ProteinDistillery works with suppliers to source its brewer’s yeast, which is turned into functional building blocks and then recomposed to meet consumer needs. The “gentle processing” involved ensures a clean, native protein that replicates the functionality of animal proteins without compromising on the taste or nutritional value.
The advantages of making food this way are manifold. There’s the environmental impact: relying on microbes instead of water-guzzling, land-intensive livestock means Prew:tein requires 400 times less land and 250 times less water than beef, while producing 80 times fewer greenhouse gas emissions.
But more crucially for consumers, Prew:tein offers functional benefits to enhance plant-based meat, dairy and bakery products. It has a protein content of over 75%, with a digestibility score of 1.0, the highest possible score and on par with egg proteins and milk proteins like casein and whey.
Its binding properties and ability to gel irreversibly even at low concentrations allow producers to give products like vegan burgers and schnitzels a more realistic flavour and texture, while its emulsification and solubility attributes make it ideal for improving consistencies in alt-dairy products, such as harder and better-melting vegan cheese.
Meanwhile, it can provide foaming and emulsion stability in baked goods like muffins and cakes, without the price and market volatility of eggs or the taste and moisture challenges of non-dairy whipping creams. Prew:tein is said to improve the texture, viscosity and firmness of bakery mixes, create stability at hot temperatures, and contribute to a longer shelf life too.

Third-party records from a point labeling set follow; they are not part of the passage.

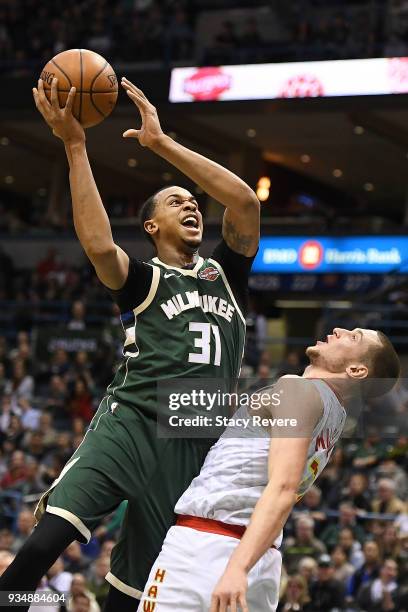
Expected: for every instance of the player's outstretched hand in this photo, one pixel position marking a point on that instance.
(61, 120)
(230, 593)
(150, 131)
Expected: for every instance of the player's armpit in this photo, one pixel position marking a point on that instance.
(111, 266)
(292, 406)
(240, 229)
(287, 458)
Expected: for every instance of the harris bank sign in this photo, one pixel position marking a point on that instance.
(357, 254)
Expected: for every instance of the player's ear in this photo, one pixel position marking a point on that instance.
(357, 371)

German food minister calls for EU-wide protein strategy
To demonstrate these capabilities, Vhy! introduced Maultaschen (a dumpling filling) at the ceremony, which is the first consumer product made from Prew:tein. This will benefit from a streamlined production process, enabling faster production at lower costs and allowing Vhy! to begin supplying plant-base dishes to local canteens at companies like Porsche and Daimler.
The Protein Competence Centre will begin production in April, helping avoid nearly two million kg of emissions. “On a footprint of less than 1,000 square meters, we will be producing as much protein as found in 20 million chicken eggs,” revealed Christoph Pitter, co-founder and managing director of ProteinDistillery.

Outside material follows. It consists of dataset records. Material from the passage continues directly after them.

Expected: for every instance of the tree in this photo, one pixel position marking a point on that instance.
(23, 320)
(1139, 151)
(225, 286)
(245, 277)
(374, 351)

The startup, which raised €15M ($15.8M) in seed funding in March, chose Heilbronn as the region is known as a key research and production hub, and hopes to “promote exchange between science and industry” with the new facility.
“Our agricultural and food industries are full of innovative potential, as shown here at ProteinDistillery,” said Özdemir. “To promote such innovative approaches, we’re evolving our plant protein strategy into a broader protein strategy. I’m also advocating in Brussels for the Commission to strengthen local protein supplies with an EU-wide protein strategy.”
The next few months will see ProteinDistillery focus on installing the remaining equipment, with technical assembly and electrical installations scheduled for early 2025. It also plans to valorise its own sidestreams, with the new plant allowing these to be scaled up from the lab stage too.
These efforts will further strengthen what is already Europe’s largest market for vegan food, representing 40% of the continent’s trade as sales of plant-based meat and dairy reached €2.2B last year (an 8% annual increase). In fact, more than a third of households bought these products in 2023.
Other startups upcycling brewer’s yeast into sustainable ingredients include Dutch player Revyve, which recently unveiled its own egg replacer, and France’s Yeasty, which has discovered a way to remove the bitterness from brewer’s yeast, producing a flour for alternative protein, pet food, and nutrition products.